In Estonian publicly-funded secondary schools, no more than 40 per cent of all course work can be taught in Russian. In regions where Russian is spoken by a majority of the population, and where high-quality non-Russian teachers are few, the fairness of this policy seems questionable. Article 1 of the UNESCO Convention against Discrimination in Education states that discrimination in education includes: “the exclusion, limitation or preference… based on language [among other factors] … which has the purpose or effect of nullifying or impairing equality of treatment in education.” Estonia is not yet a signatory to this convention.

Human Rights Watch spoke to three ethnic Russian pupils and several ethnic Russians whose children study in Estonian schools. All complained that pupils did not receive an adequate education because their level of Estonian language mastery did not allow them to understand certain subjects, for example, World History, in Estonian.

Recommendation:

  • Review language policy in secondary schools and gymnasiums and ensure that non-Estonian pupils are fully ready for education in Estonian language before taking steps to transition such pupils and their schools to instruction in Estonian language.

LGBT rights

On October 9, 2014, the Estonian parliament passed a Co-habitation Act, which extends rights of married couples to unmarried persons, including same-sex couples. Under the new law, which will enter into force on January 1, 2016, unmarried, including same-sex couples will be able to register their cohabitation and have access to state benefits. Registered couples will be able to adopt their partner’s biological children. However, according to Estonia’s lesbian, gay, bisexual and transgender (LGBT) groups, the lack of action by the government to prepare the law for implementation in 2016 undermines its progressive potential.

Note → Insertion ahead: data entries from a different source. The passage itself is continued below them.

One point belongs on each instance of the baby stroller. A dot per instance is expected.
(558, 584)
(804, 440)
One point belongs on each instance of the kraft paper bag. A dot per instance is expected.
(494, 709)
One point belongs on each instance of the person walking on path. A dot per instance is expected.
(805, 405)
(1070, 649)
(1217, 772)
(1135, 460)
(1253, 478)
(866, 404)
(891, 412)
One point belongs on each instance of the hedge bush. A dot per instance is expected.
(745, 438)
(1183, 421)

Several human rights groups in Estonia expressed concern to Human Rights Watch that Estonian law did not explicitly include hatred on the basis of sexual orientation and gender identity as a motivation in the definition of a hate crime. Estonian LGBT groups told Human Rights Watch they were unaware of any cases of hate crimes committed against LGBT people that reached the courts. Another concern is the lack of statistics on hate crimes related to sexual orientation and gender identity, which makes it difficult to understand the rates of anti-LGBT violence as well as its changing dynamics and possible spread.

Recommendations:

  • Ensure that all the preparatory work is done for the implementation of the Co-Habitation Act by the time it enters into force in January 2016;
  • Develop and adopt legislation that would explicitly recognize hatred on the basis of sexual orientation and gender identity as a motive and make it an aggravated circumstance in a crime;
  • Instruct relevant law enforcement agencies, such as the Interior Ministry, to gather data about homophobic and transphobic crimes, and make the gathering of such data compulsory.

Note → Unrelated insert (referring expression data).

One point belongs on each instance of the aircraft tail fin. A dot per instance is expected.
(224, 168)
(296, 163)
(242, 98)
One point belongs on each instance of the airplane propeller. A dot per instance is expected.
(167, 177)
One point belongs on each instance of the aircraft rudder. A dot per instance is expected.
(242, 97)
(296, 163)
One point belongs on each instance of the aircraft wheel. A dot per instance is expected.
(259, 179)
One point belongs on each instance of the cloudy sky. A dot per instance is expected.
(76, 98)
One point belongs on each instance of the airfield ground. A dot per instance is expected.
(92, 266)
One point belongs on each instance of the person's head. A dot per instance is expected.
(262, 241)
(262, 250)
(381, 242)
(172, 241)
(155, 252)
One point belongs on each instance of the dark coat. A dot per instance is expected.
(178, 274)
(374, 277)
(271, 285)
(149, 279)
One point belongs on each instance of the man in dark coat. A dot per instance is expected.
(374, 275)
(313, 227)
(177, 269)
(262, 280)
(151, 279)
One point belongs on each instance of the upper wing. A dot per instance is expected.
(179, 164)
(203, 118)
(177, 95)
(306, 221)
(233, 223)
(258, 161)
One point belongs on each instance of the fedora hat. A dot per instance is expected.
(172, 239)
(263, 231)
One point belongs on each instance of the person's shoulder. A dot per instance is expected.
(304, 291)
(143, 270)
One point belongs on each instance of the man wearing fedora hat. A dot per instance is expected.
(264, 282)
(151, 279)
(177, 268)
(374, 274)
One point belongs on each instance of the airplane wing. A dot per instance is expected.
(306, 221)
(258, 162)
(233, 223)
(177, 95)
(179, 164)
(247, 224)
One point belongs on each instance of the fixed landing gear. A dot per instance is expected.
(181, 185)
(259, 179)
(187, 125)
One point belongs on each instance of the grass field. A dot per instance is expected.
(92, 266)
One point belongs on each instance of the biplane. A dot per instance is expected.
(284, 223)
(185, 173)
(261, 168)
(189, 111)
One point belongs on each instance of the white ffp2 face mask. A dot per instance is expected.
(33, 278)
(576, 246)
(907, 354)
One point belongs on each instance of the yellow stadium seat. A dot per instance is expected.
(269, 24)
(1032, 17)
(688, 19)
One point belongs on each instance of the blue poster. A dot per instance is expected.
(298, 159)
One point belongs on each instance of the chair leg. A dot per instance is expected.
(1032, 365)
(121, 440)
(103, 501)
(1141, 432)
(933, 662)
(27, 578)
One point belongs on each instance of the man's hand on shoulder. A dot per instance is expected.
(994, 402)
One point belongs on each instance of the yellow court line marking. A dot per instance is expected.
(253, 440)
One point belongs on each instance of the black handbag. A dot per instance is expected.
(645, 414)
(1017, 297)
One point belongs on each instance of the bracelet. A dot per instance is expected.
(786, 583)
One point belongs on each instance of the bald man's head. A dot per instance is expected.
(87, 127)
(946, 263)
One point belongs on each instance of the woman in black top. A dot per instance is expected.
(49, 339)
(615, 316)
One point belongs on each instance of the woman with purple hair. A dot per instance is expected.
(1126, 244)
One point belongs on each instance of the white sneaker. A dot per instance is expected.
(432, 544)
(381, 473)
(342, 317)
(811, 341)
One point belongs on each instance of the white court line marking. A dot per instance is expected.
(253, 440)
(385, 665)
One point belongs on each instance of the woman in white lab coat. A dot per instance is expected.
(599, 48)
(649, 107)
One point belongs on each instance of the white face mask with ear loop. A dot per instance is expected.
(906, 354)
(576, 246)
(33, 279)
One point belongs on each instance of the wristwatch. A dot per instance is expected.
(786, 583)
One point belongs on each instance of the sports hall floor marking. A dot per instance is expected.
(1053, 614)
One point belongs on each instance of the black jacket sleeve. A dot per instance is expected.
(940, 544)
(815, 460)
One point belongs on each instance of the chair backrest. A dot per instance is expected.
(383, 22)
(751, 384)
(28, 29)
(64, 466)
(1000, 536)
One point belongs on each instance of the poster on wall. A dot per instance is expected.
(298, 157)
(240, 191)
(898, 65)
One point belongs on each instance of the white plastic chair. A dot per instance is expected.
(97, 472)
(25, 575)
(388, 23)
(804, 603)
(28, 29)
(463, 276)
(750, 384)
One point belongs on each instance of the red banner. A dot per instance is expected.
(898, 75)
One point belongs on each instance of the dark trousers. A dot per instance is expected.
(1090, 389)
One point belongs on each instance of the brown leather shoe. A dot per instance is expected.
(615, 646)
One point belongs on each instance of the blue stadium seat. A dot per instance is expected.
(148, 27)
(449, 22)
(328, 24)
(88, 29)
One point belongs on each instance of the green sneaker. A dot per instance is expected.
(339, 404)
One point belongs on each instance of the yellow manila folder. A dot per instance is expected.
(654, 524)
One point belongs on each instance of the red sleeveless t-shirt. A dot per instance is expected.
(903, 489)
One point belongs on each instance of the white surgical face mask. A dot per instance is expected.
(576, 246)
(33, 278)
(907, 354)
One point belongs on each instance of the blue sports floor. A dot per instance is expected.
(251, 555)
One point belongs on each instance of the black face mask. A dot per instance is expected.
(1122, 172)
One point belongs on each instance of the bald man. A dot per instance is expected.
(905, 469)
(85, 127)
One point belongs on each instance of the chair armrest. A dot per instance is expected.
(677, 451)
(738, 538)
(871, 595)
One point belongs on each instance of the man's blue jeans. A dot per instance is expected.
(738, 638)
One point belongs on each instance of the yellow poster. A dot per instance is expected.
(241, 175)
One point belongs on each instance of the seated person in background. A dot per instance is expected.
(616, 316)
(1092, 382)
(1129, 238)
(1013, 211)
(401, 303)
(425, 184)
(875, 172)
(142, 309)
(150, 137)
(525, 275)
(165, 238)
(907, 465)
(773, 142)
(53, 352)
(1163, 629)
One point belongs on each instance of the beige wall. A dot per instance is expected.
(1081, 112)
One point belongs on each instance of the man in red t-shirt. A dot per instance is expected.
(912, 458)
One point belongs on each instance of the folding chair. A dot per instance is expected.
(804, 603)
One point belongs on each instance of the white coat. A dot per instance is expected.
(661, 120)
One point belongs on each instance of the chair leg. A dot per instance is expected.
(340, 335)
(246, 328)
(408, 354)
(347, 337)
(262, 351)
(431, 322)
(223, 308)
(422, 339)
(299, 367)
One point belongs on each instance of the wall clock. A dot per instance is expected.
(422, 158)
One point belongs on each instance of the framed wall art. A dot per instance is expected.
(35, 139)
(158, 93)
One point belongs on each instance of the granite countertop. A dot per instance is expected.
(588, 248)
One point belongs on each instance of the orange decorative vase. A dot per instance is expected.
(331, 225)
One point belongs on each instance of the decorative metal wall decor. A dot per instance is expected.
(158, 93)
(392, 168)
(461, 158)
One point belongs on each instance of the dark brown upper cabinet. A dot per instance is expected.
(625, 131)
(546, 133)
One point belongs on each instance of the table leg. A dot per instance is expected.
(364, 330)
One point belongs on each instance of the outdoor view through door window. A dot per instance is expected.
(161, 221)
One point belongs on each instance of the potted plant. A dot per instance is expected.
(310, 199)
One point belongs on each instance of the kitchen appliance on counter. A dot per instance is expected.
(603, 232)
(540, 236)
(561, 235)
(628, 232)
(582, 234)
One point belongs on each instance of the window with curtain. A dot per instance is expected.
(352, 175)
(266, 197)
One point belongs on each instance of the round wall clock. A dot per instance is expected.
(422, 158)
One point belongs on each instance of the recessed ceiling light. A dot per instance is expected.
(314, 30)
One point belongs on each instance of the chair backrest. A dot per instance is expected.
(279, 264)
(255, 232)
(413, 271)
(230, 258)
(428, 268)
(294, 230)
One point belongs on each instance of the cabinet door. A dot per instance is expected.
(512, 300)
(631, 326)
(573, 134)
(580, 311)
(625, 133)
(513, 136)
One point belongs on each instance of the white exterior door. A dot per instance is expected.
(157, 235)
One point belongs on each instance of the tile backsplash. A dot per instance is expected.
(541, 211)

Refugees and Asylum Seekers:

According to the United Nations High Commissioner for Refugees, as of December 2014, 90 refugees and 95 asylum seekers resided in Estonia. Estonia maintains a minimalist refugee policy and grants asylum only to a few dozen asylum seekers per year. At least 20 people had been granted asylum as of November 2014. Pursuant to the European Commission’s proposed voluntary agreement among the EU states to resettle refugees who have entered via the Mediterranean, the Estonian government has committed to accepting up to 200 refugees in the next two years.

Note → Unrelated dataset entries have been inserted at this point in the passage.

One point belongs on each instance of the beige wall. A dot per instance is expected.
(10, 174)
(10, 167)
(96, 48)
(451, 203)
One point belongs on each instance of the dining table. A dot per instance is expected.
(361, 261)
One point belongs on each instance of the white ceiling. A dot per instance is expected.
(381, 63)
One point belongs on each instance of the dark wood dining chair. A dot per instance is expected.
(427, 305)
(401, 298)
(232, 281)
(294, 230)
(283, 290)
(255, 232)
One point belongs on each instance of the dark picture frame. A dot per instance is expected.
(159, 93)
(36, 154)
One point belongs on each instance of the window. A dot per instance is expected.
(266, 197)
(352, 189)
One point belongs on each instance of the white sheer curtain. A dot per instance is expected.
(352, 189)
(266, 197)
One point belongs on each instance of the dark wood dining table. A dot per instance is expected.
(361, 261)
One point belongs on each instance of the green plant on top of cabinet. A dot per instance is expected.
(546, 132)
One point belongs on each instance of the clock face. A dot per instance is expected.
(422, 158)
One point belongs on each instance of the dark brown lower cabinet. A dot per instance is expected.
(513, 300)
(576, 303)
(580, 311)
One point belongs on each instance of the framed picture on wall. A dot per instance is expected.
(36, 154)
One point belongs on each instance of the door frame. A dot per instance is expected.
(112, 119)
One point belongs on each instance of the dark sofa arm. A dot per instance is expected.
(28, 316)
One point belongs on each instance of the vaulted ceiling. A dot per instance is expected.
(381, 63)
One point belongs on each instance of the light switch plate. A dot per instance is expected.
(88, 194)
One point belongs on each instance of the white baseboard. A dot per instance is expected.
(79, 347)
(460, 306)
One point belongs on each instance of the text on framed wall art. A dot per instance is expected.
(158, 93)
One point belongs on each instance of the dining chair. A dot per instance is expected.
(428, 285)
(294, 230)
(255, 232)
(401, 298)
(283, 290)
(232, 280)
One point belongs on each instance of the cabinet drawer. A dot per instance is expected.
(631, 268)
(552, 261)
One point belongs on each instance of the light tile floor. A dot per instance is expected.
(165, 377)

However, according to several Estonian human rights groups, detention facilities and holding centers for asylum seekers are overcrowded, some holding twice their capacity. In addition, asylum seekers encounter serious obstacles in receiving translation support in their language during refugee status determination interviews.

Recommendations:

  • Urgently make improvements and upgrade detention facilities and holding centers for asylum seekers to avoid further overcrowding and guarantee refugees and asylum seekers adequate living conditions after they enter Estonia;
  • Ensure that all asylum seekers receive translation services in their native languages at their request for their refugee status determination interviews.